Telemac Benchmark Test

I recently took an old desktop machine of mine and installed GeekoCFD which is an openSuse based distribution with a number of open-source CFD tools including OpenFOAM. I then downloaded and compiled TELEMAC v6p1. Since I last compiled TELEMAC, there is a new Python-based method which does not require Perl. The installation instructions can be found here and are fairly complete. My compilation only used the scalar version of Telemac and not the parallel version. I will be attempting to compile a parallel version in the near future.

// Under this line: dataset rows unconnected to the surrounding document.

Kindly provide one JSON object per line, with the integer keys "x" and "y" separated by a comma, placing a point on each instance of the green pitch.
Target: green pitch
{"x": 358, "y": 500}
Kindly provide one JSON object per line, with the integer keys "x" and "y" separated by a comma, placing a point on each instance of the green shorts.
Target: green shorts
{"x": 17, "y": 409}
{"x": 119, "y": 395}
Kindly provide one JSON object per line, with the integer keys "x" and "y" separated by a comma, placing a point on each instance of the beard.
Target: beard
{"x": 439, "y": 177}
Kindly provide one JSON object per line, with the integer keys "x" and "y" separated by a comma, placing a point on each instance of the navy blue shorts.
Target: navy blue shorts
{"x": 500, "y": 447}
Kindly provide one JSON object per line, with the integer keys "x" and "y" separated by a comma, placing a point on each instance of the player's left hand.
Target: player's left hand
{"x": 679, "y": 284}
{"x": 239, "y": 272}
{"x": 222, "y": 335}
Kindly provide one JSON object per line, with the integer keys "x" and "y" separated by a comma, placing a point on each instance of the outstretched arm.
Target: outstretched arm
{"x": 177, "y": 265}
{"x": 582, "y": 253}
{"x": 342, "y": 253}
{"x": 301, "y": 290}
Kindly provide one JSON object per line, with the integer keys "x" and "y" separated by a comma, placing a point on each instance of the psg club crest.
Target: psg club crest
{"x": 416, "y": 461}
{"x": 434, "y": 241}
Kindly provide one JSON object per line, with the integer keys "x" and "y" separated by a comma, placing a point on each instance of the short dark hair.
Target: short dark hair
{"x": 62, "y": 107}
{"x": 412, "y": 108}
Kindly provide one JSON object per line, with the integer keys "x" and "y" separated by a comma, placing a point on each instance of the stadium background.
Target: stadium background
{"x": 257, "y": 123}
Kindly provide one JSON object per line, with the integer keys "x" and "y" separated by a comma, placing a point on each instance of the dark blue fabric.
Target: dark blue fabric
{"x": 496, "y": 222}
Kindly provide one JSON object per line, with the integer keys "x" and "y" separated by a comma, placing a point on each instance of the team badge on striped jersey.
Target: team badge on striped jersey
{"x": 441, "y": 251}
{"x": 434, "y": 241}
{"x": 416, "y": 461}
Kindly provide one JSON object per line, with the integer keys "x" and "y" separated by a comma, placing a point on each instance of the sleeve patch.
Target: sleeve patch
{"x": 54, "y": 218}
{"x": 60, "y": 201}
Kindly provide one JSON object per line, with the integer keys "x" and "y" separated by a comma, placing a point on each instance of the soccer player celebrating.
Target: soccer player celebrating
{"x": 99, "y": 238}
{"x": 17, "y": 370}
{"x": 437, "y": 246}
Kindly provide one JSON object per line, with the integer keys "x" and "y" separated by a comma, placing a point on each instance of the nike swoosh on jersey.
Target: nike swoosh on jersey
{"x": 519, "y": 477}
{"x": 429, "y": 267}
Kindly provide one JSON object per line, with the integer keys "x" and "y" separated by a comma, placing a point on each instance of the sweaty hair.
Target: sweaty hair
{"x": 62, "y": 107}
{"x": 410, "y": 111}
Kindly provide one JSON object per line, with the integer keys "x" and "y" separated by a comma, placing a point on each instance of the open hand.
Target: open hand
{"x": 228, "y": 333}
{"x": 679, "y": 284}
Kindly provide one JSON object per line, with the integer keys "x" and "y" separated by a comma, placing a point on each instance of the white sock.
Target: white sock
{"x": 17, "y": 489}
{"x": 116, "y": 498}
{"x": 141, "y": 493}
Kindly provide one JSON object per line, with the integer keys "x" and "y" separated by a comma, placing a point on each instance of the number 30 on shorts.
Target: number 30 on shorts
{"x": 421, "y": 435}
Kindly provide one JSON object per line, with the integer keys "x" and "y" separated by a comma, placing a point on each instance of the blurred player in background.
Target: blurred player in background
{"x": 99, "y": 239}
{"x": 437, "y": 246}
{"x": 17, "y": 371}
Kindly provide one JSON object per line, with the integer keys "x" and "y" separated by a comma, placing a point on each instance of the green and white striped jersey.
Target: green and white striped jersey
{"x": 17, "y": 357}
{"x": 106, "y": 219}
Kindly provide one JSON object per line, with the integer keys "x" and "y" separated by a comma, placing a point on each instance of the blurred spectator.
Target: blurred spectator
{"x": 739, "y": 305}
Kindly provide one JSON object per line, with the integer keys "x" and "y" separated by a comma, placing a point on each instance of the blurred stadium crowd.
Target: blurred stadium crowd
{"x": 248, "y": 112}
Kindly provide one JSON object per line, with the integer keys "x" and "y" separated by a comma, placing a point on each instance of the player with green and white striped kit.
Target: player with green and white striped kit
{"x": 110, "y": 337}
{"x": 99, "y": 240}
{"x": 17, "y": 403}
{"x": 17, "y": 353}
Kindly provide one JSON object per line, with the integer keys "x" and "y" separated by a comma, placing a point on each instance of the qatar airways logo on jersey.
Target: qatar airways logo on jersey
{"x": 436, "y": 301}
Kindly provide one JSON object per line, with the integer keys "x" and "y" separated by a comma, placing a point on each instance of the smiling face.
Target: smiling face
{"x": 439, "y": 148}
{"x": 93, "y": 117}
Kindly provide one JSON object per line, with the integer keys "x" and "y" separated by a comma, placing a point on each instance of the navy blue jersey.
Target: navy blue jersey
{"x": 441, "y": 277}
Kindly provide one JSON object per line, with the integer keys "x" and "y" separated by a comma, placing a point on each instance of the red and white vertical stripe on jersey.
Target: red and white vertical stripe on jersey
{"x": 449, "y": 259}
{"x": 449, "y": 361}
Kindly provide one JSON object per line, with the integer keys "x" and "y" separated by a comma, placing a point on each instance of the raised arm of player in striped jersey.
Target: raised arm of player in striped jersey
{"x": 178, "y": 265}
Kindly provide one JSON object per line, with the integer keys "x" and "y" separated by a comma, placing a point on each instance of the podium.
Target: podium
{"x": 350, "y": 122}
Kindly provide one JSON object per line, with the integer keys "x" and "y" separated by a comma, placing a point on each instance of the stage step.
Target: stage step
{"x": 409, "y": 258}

I then ran a Telemac3d case to compare the Linux version against my Windows version. My windows machine is a laptop with an Intel Core i3-350M processor (dual core running at 2.26 GHz) with 4 GB of DDR3 memory running 64 bit Windows 7. It was also compiled using the Intel Fortran compiler. My old desktop is  running openSuse 11.4 with the KDE desktop (very nice!). It has an Intel Core2 Duo E4500 running at 2.2 GHz and 1 GB of DDR memory. I ran a Telemac3D case and it took 2hrs and 32 minutes on my old desktop and 1 hour on my laptop.

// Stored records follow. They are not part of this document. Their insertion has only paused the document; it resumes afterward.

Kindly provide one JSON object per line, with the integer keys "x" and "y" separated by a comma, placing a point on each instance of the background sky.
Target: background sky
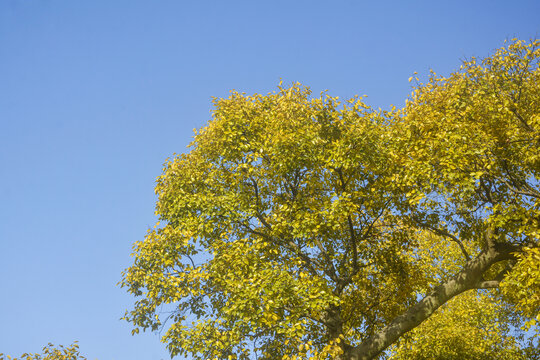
{"x": 95, "y": 95}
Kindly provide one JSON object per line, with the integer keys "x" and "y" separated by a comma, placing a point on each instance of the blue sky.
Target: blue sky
{"x": 95, "y": 95}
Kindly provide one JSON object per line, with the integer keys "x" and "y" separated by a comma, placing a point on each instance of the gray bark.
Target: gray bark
{"x": 469, "y": 277}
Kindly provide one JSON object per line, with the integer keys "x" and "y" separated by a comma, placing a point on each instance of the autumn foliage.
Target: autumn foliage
{"x": 301, "y": 226}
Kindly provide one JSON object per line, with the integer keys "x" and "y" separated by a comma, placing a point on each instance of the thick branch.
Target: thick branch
{"x": 468, "y": 278}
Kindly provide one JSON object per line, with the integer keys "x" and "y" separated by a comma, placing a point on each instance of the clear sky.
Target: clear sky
{"x": 96, "y": 94}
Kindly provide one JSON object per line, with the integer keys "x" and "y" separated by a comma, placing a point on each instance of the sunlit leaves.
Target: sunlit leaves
{"x": 299, "y": 226}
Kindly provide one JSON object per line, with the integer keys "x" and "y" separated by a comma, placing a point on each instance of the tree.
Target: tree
{"x": 300, "y": 226}
{"x": 51, "y": 352}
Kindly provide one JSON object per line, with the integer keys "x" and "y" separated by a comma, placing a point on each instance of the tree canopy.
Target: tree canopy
{"x": 301, "y": 226}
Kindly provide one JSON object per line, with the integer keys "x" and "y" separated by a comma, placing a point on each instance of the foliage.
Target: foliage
{"x": 51, "y": 352}
{"x": 469, "y": 327}
{"x": 302, "y": 226}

Interesting the difference in the run time difference, as both machines are running dual core processors at nearly the same clock speed - however the newer i3 must be more optimized. The other large difference is that the Linux only has 1GB of memory and also is using the gFortran compiler.

My next experiment will be to try using Amazon EC2 and sign out a high CPU server, with the eventual goal of being able to cluster a number of instances in the cloud.